Paul Murphy, who was acting chief at the time, complained to Butler, who was handling the matter, and also called St. Pierre, who was on vacation in Maine. Both St. Pierre and Butler said they believed Murphy was trying to get them to make an exception for his daughter, according to the report. 

Murphy said he didn't recall telephoning the chief, but department records show that two calls were placed to the chief's vacation home, according to the Ethics Commission report.

State ethics laws prohibit a city employee from getting involved in a matter where a family member has a financial interest.

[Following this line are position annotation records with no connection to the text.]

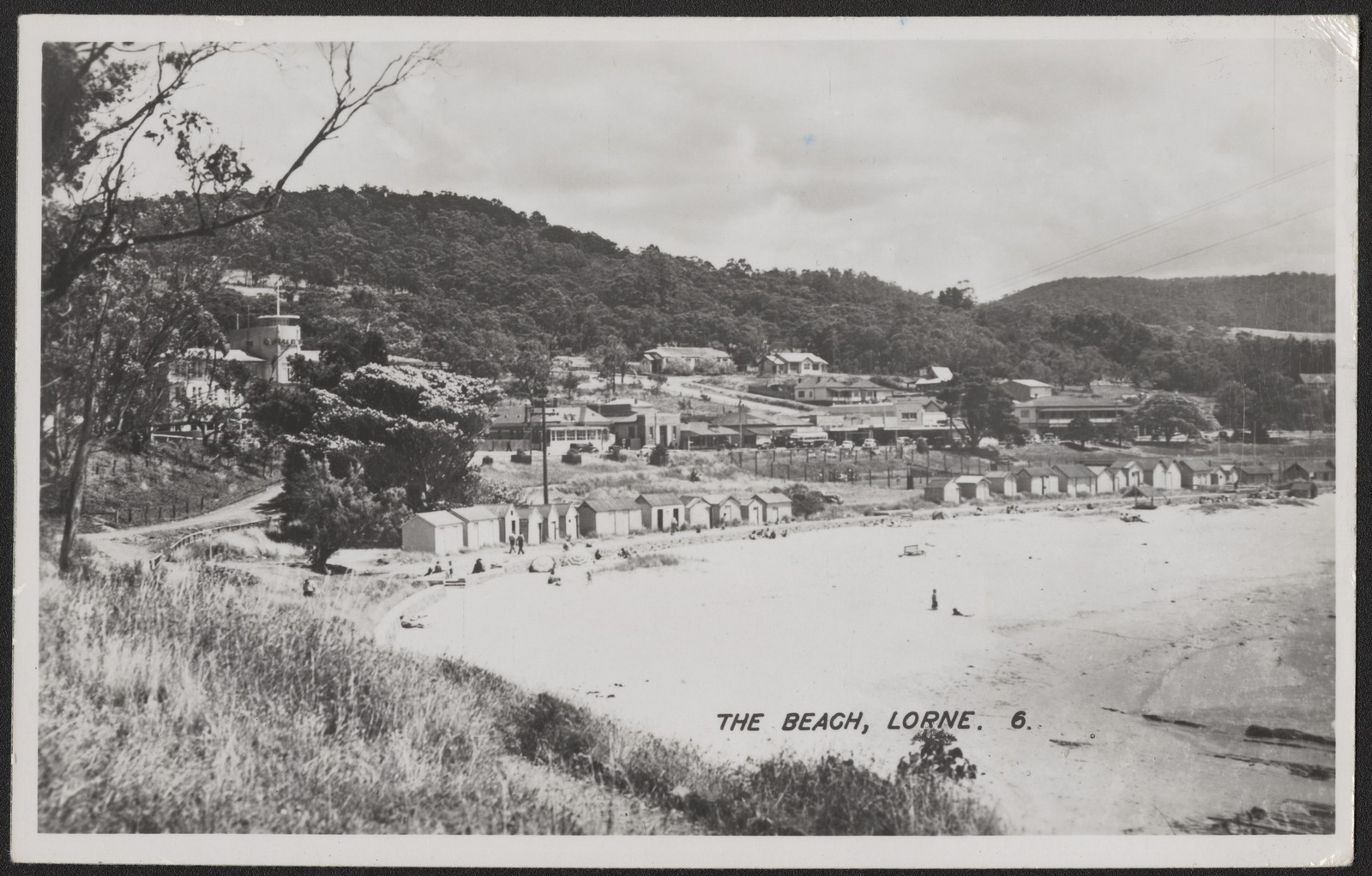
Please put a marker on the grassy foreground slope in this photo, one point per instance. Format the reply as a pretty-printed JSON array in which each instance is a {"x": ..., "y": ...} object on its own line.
[{"x": 183, "y": 701}]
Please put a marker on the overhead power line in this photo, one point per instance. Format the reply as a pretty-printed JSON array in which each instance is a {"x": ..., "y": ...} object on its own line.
[
  {"x": 1159, "y": 224},
  {"x": 1300, "y": 215}
]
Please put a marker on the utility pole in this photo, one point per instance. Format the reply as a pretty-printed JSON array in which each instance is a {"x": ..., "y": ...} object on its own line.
[{"x": 544, "y": 441}]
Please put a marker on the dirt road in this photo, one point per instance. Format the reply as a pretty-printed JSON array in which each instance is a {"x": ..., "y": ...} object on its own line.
[{"x": 132, "y": 544}]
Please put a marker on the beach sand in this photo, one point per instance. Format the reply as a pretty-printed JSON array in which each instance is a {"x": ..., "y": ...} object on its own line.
[{"x": 1081, "y": 621}]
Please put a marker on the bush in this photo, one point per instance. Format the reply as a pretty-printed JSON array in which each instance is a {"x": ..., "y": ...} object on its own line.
[{"x": 804, "y": 502}]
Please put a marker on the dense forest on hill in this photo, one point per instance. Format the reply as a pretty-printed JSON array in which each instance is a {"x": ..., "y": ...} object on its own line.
[
  {"x": 1283, "y": 302},
  {"x": 470, "y": 281}
]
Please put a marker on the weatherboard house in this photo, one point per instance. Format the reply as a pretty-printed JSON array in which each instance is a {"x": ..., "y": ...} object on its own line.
[
  {"x": 665, "y": 359},
  {"x": 610, "y": 517}
]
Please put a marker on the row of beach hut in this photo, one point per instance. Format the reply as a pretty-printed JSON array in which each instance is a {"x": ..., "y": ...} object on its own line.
[
  {"x": 1102, "y": 478},
  {"x": 490, "y": 525}
]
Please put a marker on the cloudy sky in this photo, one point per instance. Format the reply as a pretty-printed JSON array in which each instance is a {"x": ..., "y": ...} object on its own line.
[{"x": 921, "y": 162}]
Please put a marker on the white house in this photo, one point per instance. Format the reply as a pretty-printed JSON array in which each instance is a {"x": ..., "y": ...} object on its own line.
[
  {"x": 724, "y": 509},
  {"x": 775, "y": 506},
  {"x": 1074, "y": 480},
  {"x": 660, "y": 510},
  {"x": 752, "y": 509},
  {"x": 792, "y": 363},
  {"x": 1026, "y": 390},
  {"x": 480, "y": 525},
  {"x": 610, "y": 517},
  {"x": 697, "y": 512},
  {"x": 973, "y": 487},
  {"x": 1002, "y": 483},
  {"x": 432, "y": 532},
  {"x": 943, "y": 489},
  {"x": 1036, "y": 480}
]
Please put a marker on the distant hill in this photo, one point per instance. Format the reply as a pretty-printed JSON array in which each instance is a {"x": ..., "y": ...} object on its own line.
[{"x": 1280, "y": 302}]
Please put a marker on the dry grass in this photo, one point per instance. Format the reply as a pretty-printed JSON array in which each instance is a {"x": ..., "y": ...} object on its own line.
[{"x": 198, "y": 699}]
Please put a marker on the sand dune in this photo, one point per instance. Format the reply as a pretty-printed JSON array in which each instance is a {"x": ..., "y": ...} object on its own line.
[{"x": 1081, "y": 621}]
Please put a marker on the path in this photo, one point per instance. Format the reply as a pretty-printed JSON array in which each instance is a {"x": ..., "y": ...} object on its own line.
[
  {"x": 688, "y": 387},
  {"x": 123, "y": 544}
]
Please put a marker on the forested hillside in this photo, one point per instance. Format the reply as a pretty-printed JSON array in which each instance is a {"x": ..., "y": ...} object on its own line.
[
  {"x": 470, "y": 281},
  {"x": 1283, "y": 302}
]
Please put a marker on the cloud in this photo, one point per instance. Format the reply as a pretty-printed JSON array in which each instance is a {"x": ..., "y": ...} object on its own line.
[{"x": 923, "y": 162}]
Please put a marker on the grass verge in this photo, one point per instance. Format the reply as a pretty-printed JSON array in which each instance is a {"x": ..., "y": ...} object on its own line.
[{"x": 192, "y": 701}]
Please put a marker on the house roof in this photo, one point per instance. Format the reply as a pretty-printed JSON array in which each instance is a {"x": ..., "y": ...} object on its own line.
[
  {"x": 773, "y": 498},
  {"x": 1074, "y": 402},
  {"x": 718, "y": 498},
  {"x": 659, "y": 498},
  {"x": 479, "y": 512},
  {"x": 1074, "y": 469},
  {"x": 436, "y": 519},
  {"x": 795, "y": 357},
  {"x": 611, "y": 505},
  {"x": 839, "y": 383},
  {"x": 686, "y": 352}
]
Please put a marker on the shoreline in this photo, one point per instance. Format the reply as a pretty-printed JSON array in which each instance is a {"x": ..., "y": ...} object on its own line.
[{"x": 1013, "y": 657}]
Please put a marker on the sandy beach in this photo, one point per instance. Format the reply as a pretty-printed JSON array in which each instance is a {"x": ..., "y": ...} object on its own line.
[{"x": 1086, "y": 624}]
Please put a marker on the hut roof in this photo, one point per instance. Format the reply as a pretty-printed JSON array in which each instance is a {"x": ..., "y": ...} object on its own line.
[
  {"x": 479, "y": 512},
  {"x": 1074, "y": 469},
  {"x": 611, "y": 505},
  {"x": 659, "y": 498},
  {"x": 774, "y": 498},
  {"x": 436, "y": 519}
]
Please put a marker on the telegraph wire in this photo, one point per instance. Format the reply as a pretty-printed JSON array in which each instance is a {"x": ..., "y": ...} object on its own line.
[
  {"x": 1300, "y": 215},
  {"x": 1159, "y": 224}
]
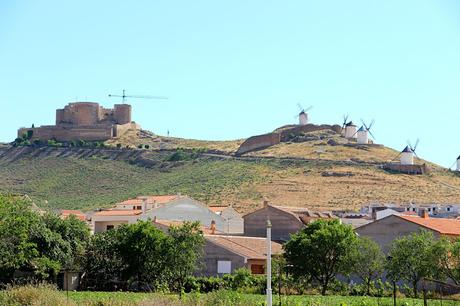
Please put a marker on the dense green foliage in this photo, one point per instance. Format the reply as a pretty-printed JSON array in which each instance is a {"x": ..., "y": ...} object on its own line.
[
  {"x": 320, "y": 251},
  {"x": 367, "y": 261},
  {"x": 412, "y": 258},
  {"x": 40, "y": 245},
  {"x": 141, "y": 257}
]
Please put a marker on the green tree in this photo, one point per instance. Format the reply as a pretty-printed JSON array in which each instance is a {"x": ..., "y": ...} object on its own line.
[
  {"x": 73, "y": 231},
  {"x": 367, "y": 261},
  {"x": 411, "y": 258},
  {"x": 185, "y": 249},
  {"x": 447, "y": 253},
  {"x": 16, "y": 249},
  {"x": 103, "y": 265},
  {"x": 320, "y": 250},
  {"x": 143, "y": 248}
]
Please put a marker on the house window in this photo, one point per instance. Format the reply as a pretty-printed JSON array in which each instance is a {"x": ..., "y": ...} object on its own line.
[
  {"x": 257, "y": 269},
  {"x": 224, "y": 266}
]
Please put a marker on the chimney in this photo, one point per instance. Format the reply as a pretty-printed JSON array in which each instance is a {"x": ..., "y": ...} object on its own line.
[
  {"x": 265, "y": 203},
  {"x": 213, "y": 227},
  {"x": 422, "y": 212},
  {"x": 144, "y": 205}
]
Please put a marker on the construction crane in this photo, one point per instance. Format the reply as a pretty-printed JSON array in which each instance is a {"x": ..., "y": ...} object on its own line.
[{"x": 124, "y": 96}]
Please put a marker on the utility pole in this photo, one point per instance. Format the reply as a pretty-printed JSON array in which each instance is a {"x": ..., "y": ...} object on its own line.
[{"x": 269, "y": 263}]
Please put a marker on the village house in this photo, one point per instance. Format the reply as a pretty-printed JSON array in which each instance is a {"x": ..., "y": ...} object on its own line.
[
  {"x": 285, "y": 221},
  {"x": 223, "y": 254},
  {"x": 385, "y": 230},
  {"x": 171, "y": 207}
]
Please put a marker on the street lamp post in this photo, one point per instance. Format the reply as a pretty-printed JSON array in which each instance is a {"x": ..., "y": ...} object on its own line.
[{"x": 269, "y": 263}]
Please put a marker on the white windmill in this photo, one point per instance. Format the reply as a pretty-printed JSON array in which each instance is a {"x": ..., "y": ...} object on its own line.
[
  {"x": 457, "y": 163},
  {"x": 407, "y": 155},
  {"x": 364, "y": 132},
  {"x": 350, "y": 130},
  {"x": 303, "y": 114}
]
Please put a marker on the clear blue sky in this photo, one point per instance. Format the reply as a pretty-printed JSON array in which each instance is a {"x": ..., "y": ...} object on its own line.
[{"x": 233, "y": 69}]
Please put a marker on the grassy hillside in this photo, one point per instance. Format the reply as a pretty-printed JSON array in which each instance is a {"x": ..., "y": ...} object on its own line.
[{"x": 320, "y": 171}]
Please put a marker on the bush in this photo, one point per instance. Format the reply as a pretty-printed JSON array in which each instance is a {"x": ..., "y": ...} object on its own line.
[{"x": 41, "y": 294}]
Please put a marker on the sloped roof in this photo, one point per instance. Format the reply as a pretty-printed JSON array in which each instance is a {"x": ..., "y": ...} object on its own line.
[
  {"x": 217, "y": 209},
  {"x": 249, "y": 247},
  {"x": 169, "y": 223},
  {"x": 440, "y": 225},
  {"x": 65, "y": 213},
  {"x": 350, "y": 123},
  {"x": 161, "y": 199},
  {"x": 407, "y": 150},
  {"x": 128, "y": 212},
  {"x": 302, "y": 214}
]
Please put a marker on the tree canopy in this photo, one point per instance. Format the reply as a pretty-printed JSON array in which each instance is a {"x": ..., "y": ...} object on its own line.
[{"x": 320, "y": 251}]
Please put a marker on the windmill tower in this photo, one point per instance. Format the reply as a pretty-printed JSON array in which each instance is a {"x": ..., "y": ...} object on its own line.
[
  {"x": 350, "y": 130},
  {"x": 363, "y": 133},
  {"x": 303, "y": 115},
  {"x": 407, "y": 155}
]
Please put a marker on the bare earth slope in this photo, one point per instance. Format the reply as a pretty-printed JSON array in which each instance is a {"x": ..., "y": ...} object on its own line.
[{"x": 320, "y": 171}]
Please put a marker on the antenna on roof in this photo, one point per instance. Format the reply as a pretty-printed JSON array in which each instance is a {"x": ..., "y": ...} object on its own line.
[{"x": 124, "y": 96}]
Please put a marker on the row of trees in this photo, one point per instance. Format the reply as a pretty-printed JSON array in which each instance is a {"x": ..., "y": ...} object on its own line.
[
  {"x": 325, "y": 250},
  {"x": 142, "y": 257},
  {"x": 136, "y": 257}
]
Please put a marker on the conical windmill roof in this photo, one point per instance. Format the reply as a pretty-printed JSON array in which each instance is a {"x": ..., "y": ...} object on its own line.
[
  {"x": 407, "y": 150},
  {"x": 350, "y": 124}
]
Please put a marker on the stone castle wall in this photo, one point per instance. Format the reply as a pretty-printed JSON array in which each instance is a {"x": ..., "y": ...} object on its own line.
[
  {"x": 85, "y": 121},
  {"x": 86, "y": 133}
]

Murphy also admitted lobbying the chief to delay a reserve officer's appointment to full-time duty because he felt that his daughter, who had longer reserve service and a higher ranking on the Civil Service list, should be appointed first. By his actions, Murphy got involved in a matter where his daughter stood to benefit, the commission stated. Police overtime, details, shift bidding and layoffs are all determined by seniority.

The Ethics Commission dropped two charges pertaining to a vacation dispute and a cruiser accident involving Patricia Murphy.

The stage agency began its investigation in November 2003 and found reasonable cause that Murphy violated state conflict-of-interest laws this past August. The hearing was scheduled to begin on Wednesday.

Murphy was fired by Mayor Stanley Usovicz in 2003. At the same time, he filed for retirement and is receiving a city pension. Being fired, unless on a criminal charge, does not disqualify a city employee from getting a pension, according to the city's retirement board. 

Patricia Murphy, who was a reserve officer for five years and hired full time in 2001, was fired in 2004. Appeals of both firings are pending before the state Civil Service Commission.


----------